Wednesday, 5 May 2010


By Hugh Ponsington Smythe, lecturer in 1990s Studies at Loughbourough polytechnic

Now the 80s are over, the 90s are going to make the 60s look like the 50s.’ Dennis Hopper was very wrong when he said that. He expected a bacchanalian feast. We got a feast of the banal.
Have a look at a few 90s icons: they look just like 80s ones, but with some 40s austerity thrown in. I’m thinking Eurythmics here: Sweet Dreams vs Sweet Dreams (unplugged).

The pre-millennial angst that characterised the late 90s was surely a re-run of the anxious 20s, rather than the euphoric 1890s, in that it felt like an inter-war era, minus the actual wars.

90s fashion was, in many important ways, simply 80s fashion glimpsed through a dark green gauze, with all the contrast turned down, but still with many of the same shapes and a great deal of taupe. The 80s grown up, as it were. More responsible, and with a mortgage.

90s automotive fashions had yet to achieve the contemporaneousness of Noughties designs (a 90s Saab is just an 80s one, with a smaller wing) and we were a very long way from the digital age, our current decade’s iconic leitmotif.

In many ways, the 90s can be summarised with one item: this shirt, with the Peruvian Inca pattern, by Jean-Paul Gaultier, that I paid £600 for in 1993. It truly reflected both the decade’s aspirations and its failures.

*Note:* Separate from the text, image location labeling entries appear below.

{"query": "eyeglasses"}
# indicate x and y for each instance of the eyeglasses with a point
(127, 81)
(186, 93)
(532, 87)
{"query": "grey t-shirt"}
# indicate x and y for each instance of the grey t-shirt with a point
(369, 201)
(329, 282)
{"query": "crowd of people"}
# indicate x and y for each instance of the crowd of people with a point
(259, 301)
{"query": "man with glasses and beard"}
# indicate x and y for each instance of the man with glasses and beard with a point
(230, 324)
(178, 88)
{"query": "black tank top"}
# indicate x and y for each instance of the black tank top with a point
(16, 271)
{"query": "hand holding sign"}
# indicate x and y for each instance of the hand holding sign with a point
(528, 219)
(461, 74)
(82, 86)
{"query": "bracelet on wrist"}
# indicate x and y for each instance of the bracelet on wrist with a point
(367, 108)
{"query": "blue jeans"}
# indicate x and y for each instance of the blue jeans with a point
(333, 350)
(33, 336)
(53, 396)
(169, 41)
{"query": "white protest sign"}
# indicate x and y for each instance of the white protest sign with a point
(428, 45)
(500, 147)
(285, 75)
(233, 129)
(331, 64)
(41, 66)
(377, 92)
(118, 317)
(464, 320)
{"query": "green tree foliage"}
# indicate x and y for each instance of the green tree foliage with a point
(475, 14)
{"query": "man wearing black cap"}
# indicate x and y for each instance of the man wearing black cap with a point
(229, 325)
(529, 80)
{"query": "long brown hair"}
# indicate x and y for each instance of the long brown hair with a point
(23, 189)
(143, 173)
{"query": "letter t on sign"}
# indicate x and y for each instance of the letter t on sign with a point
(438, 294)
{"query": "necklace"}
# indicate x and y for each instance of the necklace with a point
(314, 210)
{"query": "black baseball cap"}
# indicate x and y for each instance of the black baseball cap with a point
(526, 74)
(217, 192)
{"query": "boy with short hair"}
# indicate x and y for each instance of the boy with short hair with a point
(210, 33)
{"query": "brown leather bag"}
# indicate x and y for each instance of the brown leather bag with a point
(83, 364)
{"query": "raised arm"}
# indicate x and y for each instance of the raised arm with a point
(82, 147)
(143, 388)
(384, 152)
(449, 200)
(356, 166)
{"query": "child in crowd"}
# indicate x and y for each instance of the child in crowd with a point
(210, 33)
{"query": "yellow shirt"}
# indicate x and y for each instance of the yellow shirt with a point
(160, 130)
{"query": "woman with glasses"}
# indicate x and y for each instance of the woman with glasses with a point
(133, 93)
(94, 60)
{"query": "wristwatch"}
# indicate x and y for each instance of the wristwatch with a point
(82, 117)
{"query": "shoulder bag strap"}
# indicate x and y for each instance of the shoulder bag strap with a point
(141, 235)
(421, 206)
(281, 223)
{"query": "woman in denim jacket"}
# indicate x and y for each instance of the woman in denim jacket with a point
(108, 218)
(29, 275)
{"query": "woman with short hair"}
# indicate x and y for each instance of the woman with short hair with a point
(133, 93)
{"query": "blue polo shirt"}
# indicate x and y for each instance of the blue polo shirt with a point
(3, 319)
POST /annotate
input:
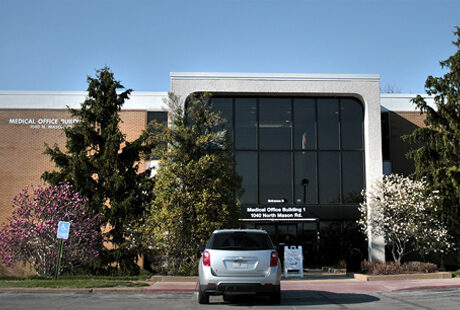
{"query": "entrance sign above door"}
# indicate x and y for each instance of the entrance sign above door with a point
(273, 213)
(293, 261)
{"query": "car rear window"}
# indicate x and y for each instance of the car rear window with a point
(240, 240)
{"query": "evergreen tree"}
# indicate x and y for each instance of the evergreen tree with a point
(439, 157)
(103, 166)
(196, 187)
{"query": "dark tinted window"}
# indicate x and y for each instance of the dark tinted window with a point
(304, 124)
(225, 107)
(305, 178)
(275, 122)
(352, 176)
(329, 177)
(160, 117)
(351, 124)
(246, 167)
(328, 123)
(245, 123)
(240, 240)
(275, 177)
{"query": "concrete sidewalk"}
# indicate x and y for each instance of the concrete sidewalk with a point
(345, 285)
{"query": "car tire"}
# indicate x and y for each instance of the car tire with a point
(276, 297)
(203, 297)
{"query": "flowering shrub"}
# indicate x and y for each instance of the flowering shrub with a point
(374, 268)
(402, 211)
(30, 234)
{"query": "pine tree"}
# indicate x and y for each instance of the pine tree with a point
(439, 157)
(103, 166)
(196, 187)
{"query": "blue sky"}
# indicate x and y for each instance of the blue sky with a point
(54, 45)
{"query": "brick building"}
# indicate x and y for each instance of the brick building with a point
(366, 125)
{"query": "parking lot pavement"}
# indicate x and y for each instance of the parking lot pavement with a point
(332, 286)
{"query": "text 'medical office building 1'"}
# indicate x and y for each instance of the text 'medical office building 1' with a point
(305, 144)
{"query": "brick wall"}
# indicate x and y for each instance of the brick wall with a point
(23, 135)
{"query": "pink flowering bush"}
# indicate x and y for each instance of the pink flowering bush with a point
(30, 234)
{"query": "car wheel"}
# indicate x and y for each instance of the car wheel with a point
(203, 297)
(276, 297)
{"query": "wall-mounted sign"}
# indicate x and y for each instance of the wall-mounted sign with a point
(273, 213)
(272, 200)
(44, 123)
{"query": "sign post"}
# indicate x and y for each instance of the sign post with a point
(63, 233)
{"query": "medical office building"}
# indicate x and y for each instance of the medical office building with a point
(305, 145)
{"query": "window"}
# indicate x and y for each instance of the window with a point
(160, 117)
(245, 123)
(275, 177)
(328, 124)
(275, 122)
(297, 150)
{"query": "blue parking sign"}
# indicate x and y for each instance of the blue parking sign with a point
(63, 230)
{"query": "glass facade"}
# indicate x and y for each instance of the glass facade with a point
(303, 153)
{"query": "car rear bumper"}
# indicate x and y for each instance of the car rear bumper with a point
(238, 288)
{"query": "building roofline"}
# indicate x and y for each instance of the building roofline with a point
(272, 76)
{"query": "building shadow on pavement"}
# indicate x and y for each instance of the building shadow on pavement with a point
(301, 298)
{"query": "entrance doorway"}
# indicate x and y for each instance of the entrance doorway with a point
(304, 233)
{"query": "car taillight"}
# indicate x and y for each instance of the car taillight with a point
(206, 259)
(273, 259)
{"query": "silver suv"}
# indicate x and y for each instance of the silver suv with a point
(239, 261)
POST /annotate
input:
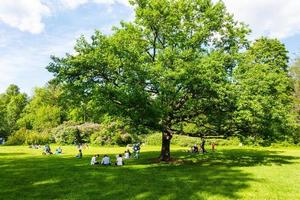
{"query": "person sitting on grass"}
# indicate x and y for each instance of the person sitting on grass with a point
(203, 145)
(127, 154)
(136, 150)
(213, 146)
(94, 160)
(105, 160)
(119, 161)
(195, 149)
(79, 155)
(58, 150)
(47, 150)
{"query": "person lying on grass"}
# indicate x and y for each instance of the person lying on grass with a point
(119, 161)
(105, 160)
(94, 160)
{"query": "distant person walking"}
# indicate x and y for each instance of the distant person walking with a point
(203, 145)
(79, 155)
(105, 160)
(94, 160)
(213, 146)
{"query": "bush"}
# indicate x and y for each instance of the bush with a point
(110, 132)
(113, 132)
(70, 132)
(24, 136)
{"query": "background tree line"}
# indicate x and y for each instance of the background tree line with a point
(181, 67)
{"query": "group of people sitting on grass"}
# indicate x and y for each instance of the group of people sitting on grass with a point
(195, 148)
(47, 150)
(119, 158)
(106, 160)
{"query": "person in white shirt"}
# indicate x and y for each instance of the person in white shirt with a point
(119, 160)
(94, 160)
(105, 160)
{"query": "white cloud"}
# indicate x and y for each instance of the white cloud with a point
(25, 15)
(72, 4)
(274, 18)
(110, 2)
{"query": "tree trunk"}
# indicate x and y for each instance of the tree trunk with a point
(165, 146)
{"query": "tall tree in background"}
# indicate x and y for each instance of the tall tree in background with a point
(167, 67)
(264, 90)
(43, 111)
(12, 103)
(295, 74)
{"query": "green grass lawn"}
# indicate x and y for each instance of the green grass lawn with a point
(229, 173)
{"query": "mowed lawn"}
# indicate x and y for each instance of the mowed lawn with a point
(229, 173)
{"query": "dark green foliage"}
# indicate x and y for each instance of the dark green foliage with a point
(24, 136)
(73, 133)
(187, 141)
(43, 111)
(264, 100)
(12, 103)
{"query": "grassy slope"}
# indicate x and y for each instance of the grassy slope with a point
(230, 173)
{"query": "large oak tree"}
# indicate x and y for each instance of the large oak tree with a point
(171, 66)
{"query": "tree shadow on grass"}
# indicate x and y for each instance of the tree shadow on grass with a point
(11, 154)
(195, 177)
(236, 158)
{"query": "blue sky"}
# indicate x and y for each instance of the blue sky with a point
(32, 30)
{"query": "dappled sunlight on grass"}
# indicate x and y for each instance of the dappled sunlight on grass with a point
(229, 173)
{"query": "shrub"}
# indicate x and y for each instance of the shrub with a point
(24, 136)
(113, 133)
(70, 132)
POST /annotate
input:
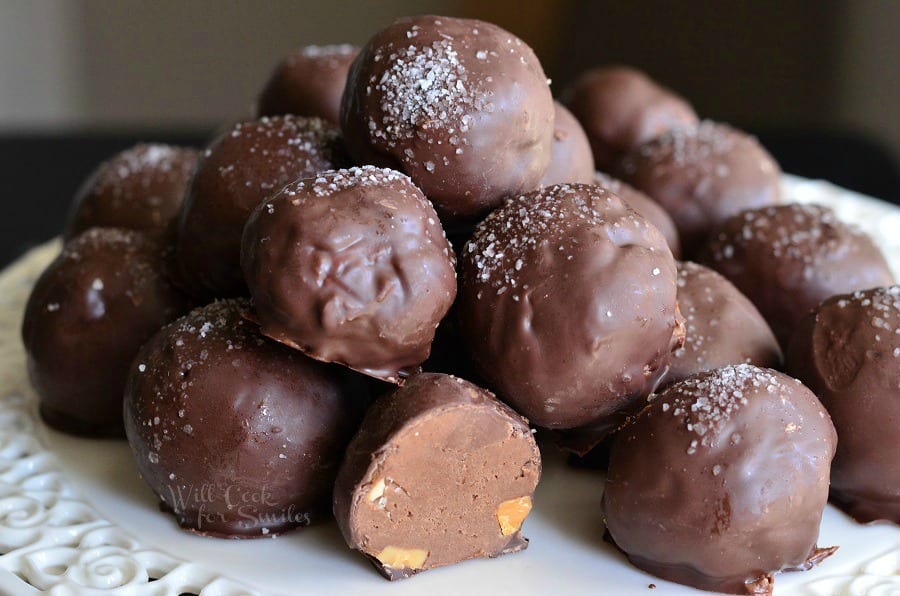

The style said that ‘we are now trying to be more aware of the world, by just sticking a new pattern on an over-tailored shirt; we can feel the veneer of a new age’.

Then, when we get it home, we realise that it looks immediately and tragically dated. We learn. We grow. And we’ll then move on to something else, probably minimalism. No wonder Kurt Cobain shot himself.